Foto: Alexandre Woloch

O Gorillaz era a principal atração dessa primeira edição do MITA Festival. O público que encheu o Jockey Club do Rio de Janeiro estava mesmo em sua maioria para ver o projeto inusitado de Damon Albarn ao vivo. E até os fãs de Two Door Cinema Club e The Kooks queriam conferir o headliner. O motivo da euforia é compreensível: é a primeira vez do grupo representado pelo conjunto em desenho animado, que já se tornou ícone pop, no Rio de Janeiro. E é a primeira vez que Albarn faz um show em terras cariocas desde 1999, quando tocou por aqui à frente do Blur.

O Gorillaz nasceu como um projeto de Albarn, sentindo-se engessado dentro do Blur e querendo criar algo realmente novo. Daí, junto com o desenhista Jamie Hewlett (que já era conhecido por trabalhos com Tank Girl e Judge Dredd), concebeu a “banda virtual” formada pelo vocalista 2-D, o baixista de aparência sinistra Murdoc, a criança asiática Noodle na guitarra (que só quando “cresceu” vimos que é uma menina, no início pairava a dúvida) e o baterista Russel, que parece mesmo um gorila.

MITA Festival - Gorillaz e a genialidade de Damon Albarn | Críticas | Revista Ambrosia
Foto: Salvador Camino

 

Ao longo dos anos, o grupo fez colaborações com nomes como Del the Funky Homosapien, De La Soul, Shaun Ryder, Mick Jones do the Clash, Lou Reed,  André 3000, George Benson, e Elton John, para citar alguns. Além de trabalhar com uma musicalidade que fosse além do rock, era o Gorillaz também era um veículo para que Albarn abordasse preocupações políticas e sociais de forma mais assertiva, o que ficou mais evidente no álbum “Plastic Beach” de 2010.

Ao vivo toda a pândega ouvida nos álbuns de estúdio e a que é vista nos videoclipes ganham pulsação, entrando em uma confluência em um espetáculo audiovisual (no melhor sentido da palavra) como pouco é feito no pop/rock. O show do Gorillaz é uma experiência sensorial ímpar.

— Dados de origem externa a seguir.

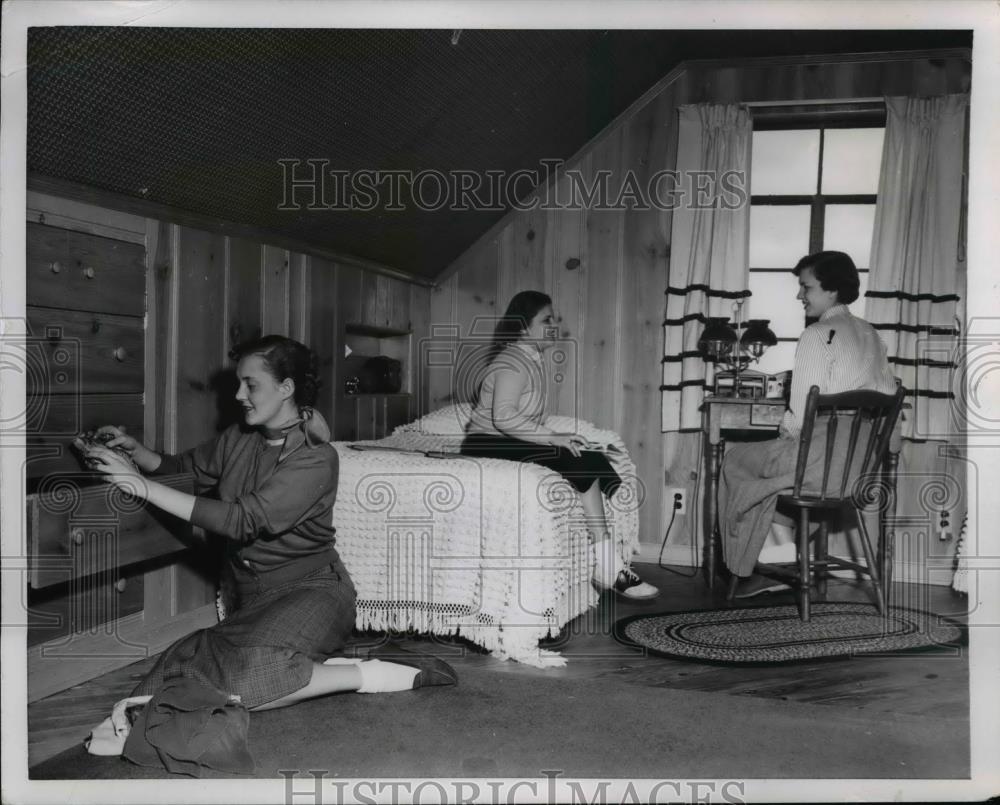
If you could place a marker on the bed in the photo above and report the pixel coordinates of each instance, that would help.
(494, 551)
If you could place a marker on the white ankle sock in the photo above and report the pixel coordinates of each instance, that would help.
(605, 563)
(378, 676)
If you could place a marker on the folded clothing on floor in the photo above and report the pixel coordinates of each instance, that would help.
(188, 726)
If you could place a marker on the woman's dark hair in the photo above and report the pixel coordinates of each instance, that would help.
(521, 310)
(286, 357)
(835, 271)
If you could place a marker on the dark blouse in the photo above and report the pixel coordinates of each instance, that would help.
(273, 503)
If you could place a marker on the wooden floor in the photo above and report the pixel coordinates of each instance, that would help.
(913, 684)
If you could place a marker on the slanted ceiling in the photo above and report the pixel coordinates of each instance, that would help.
(196, 119)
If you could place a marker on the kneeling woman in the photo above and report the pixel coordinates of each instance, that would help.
(507, 423)
(291, 600)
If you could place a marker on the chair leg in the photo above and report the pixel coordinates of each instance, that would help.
(733, 581)
(873, 569)
(822, 553)
(805, 579)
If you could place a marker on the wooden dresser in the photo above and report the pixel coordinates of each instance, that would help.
(89, 547)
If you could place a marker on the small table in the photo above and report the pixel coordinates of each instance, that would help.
(731, 414)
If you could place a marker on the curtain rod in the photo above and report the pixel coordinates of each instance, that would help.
(814, 102)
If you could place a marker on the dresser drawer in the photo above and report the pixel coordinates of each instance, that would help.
(75, 532)
(75, 270)
(104, 352)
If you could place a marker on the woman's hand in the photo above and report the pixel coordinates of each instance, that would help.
(117, 469)
(117, 438)
(569, 441)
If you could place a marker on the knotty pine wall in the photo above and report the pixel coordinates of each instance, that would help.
(612, 306)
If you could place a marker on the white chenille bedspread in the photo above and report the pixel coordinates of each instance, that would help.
(494, 551)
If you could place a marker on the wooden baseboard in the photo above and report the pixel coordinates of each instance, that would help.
(65, 662)
(935, 571)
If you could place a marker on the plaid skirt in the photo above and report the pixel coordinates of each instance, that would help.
(265, 649)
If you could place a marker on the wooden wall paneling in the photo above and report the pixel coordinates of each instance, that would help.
(373, 299)
(645, 150)
(601, 376)
(204, 398)
(64, 415)
(528, 240)
(244, 281)
(478, 308)
(299, 277)
(322, 336)
(350, 294)
(159, 601)
(441, 351)
(420, 320)
(200, 336)
(506, 268)
(110, 348)
(83, 271)
(398, 303)
(275, 291)
(65, 213)
(349, 310)
(566, 241)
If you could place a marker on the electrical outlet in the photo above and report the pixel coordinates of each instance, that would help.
(677, 497)
(943, 529)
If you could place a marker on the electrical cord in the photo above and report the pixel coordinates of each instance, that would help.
(694, 524)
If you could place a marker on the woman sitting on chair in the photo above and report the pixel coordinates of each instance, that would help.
(290, 598)
(838, 352)
(507, 423)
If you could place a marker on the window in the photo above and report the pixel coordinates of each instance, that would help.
(813, 185)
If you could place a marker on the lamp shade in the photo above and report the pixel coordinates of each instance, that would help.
(757, 337)
(718, 338)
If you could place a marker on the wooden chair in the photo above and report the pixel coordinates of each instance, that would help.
(838, 411)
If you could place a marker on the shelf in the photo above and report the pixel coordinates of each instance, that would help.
(379, 394)
(374, 331)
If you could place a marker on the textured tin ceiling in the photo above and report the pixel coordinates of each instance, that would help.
(198, 118)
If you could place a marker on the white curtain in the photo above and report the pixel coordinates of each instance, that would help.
(913, 294)
(709, 253)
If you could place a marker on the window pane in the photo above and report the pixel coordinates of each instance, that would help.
(848, 228)
(778, 358)
(784, 163)
(779, 236)
(774, 299)
(852, 159)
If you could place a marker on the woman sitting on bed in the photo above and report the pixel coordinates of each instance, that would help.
(838, 352)
(507, 423)
(291, 599)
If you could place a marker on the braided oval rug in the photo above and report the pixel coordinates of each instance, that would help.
(776, 634)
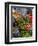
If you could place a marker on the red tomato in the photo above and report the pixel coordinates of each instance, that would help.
(28, 26)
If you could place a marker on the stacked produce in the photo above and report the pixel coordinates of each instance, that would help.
(24, 23)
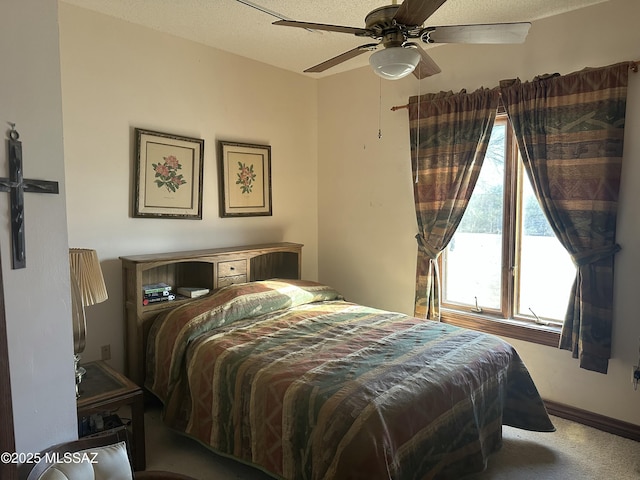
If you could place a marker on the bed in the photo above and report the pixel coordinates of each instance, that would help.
(288, 376)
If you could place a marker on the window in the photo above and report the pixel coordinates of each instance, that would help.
(496, 269)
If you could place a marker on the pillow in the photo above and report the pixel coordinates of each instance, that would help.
(109, 462)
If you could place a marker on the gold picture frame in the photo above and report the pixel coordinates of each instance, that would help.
(245, 179)
(168, 175)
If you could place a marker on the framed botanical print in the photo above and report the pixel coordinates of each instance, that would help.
(168, 175)
(245, 179)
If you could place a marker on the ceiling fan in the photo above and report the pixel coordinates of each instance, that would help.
(393, 26)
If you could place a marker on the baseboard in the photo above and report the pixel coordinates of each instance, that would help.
(606, 424)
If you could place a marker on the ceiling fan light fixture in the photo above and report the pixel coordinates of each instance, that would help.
(393, 63)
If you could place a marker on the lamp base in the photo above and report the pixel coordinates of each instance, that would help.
(80, 372)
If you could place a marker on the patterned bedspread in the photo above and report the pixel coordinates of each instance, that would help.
(289, 377)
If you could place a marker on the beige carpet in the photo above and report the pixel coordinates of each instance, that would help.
(573, 452)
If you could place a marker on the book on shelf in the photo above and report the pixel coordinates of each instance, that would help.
(192, 292)
(164, 293)
(156, 288)
(163, 298)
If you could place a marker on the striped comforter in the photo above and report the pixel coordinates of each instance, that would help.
(289, 377)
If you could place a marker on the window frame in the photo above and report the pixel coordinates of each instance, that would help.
(504, 322)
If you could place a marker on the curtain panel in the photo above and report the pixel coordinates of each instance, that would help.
(449, 134)
(570, 134)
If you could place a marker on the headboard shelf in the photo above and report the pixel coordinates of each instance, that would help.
(211, 268)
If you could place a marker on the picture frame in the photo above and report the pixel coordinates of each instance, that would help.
(168, 175)
(244, 179)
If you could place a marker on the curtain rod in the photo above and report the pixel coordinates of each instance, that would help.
(633, 66)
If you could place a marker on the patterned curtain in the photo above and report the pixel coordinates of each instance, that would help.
(570, 133)
(449, 138)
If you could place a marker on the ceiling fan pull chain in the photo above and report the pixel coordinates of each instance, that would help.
(418, 130)
(380, 109)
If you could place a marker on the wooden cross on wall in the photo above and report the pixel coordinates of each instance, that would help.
(16, 185)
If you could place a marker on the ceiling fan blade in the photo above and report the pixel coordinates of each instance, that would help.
(343, 57)
(323, 26)
(486, 33)
(415, 12)
(427, 66)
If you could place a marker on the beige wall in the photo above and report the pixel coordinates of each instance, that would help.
(117, 76)
(366, 217)
(36, 298)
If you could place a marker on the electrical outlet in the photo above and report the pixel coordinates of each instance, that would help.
(105, 352)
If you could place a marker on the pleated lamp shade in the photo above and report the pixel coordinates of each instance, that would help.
(86, 267)
(87, 288)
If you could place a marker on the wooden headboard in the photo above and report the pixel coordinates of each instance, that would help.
(212, 269)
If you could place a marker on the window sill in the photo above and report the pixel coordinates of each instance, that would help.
(548, 335)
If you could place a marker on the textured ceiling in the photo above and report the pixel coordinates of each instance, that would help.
(237, 28)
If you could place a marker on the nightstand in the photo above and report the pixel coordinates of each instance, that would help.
(103, 389)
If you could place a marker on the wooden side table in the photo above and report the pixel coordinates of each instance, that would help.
(103, 389)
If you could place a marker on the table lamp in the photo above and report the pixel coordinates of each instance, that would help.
(87, 288)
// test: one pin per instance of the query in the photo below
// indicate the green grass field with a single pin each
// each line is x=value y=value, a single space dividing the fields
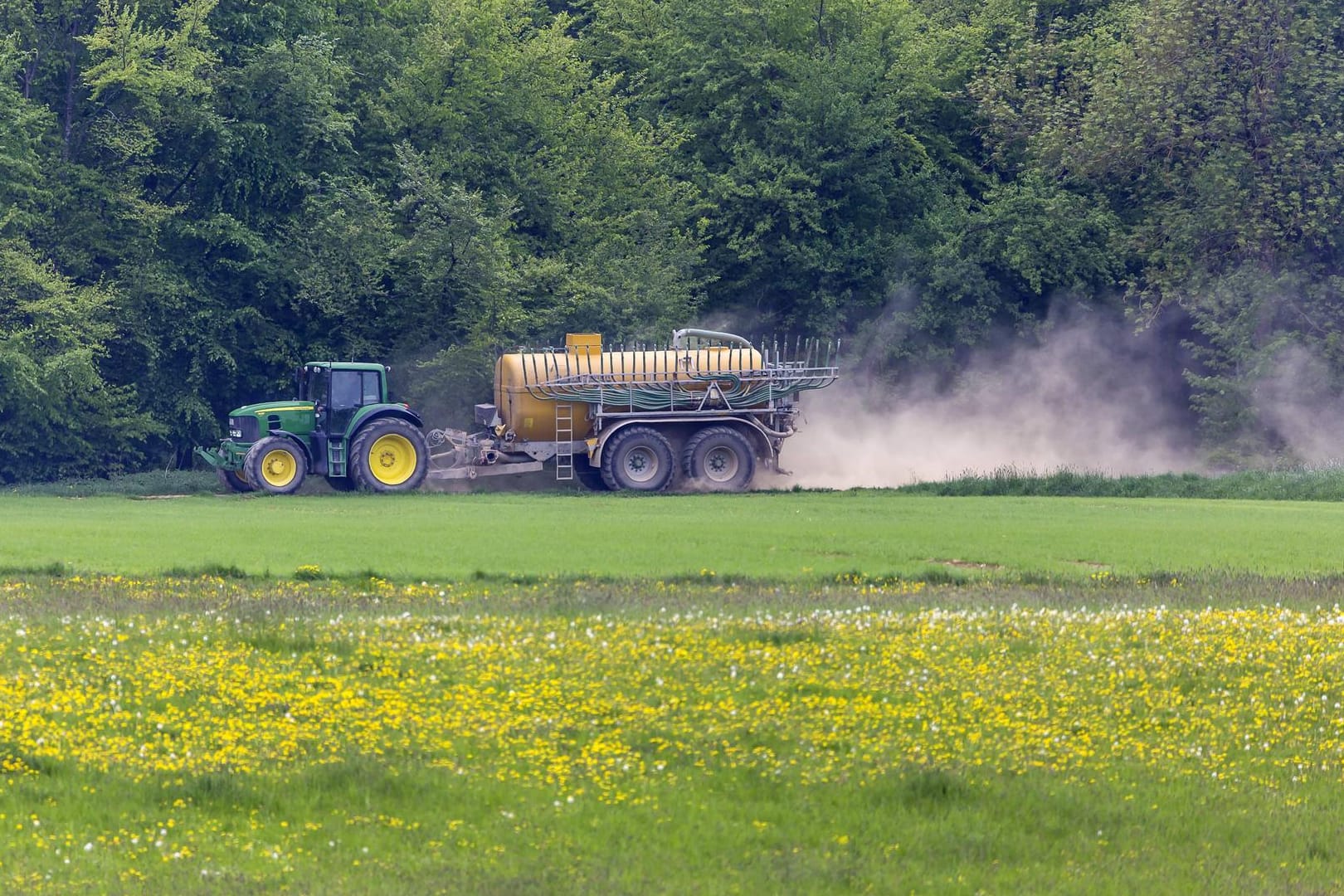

O show começa com a imagem de um televisor antigo, com uma série de imagens aleatórias, de várias épocas. O aparelho vai se aproximando até tomar todo o telão. Com uma mensagem de “Olá” nas telas central e lateral do palco, a banda adentra com ‘M1 A1’, hit do primeiro álbum, o clássico de 2001 que levava apenas o nome do conjunto. Em seguida, um salto de 19 com ‘Strange Timez’, colab com Robert Smith do “Song Machine”, de 2020. No telão, os personagens em uma viagem à lua, que tem a cara do vocalista do The Cure projetada no satélite natural da Terra.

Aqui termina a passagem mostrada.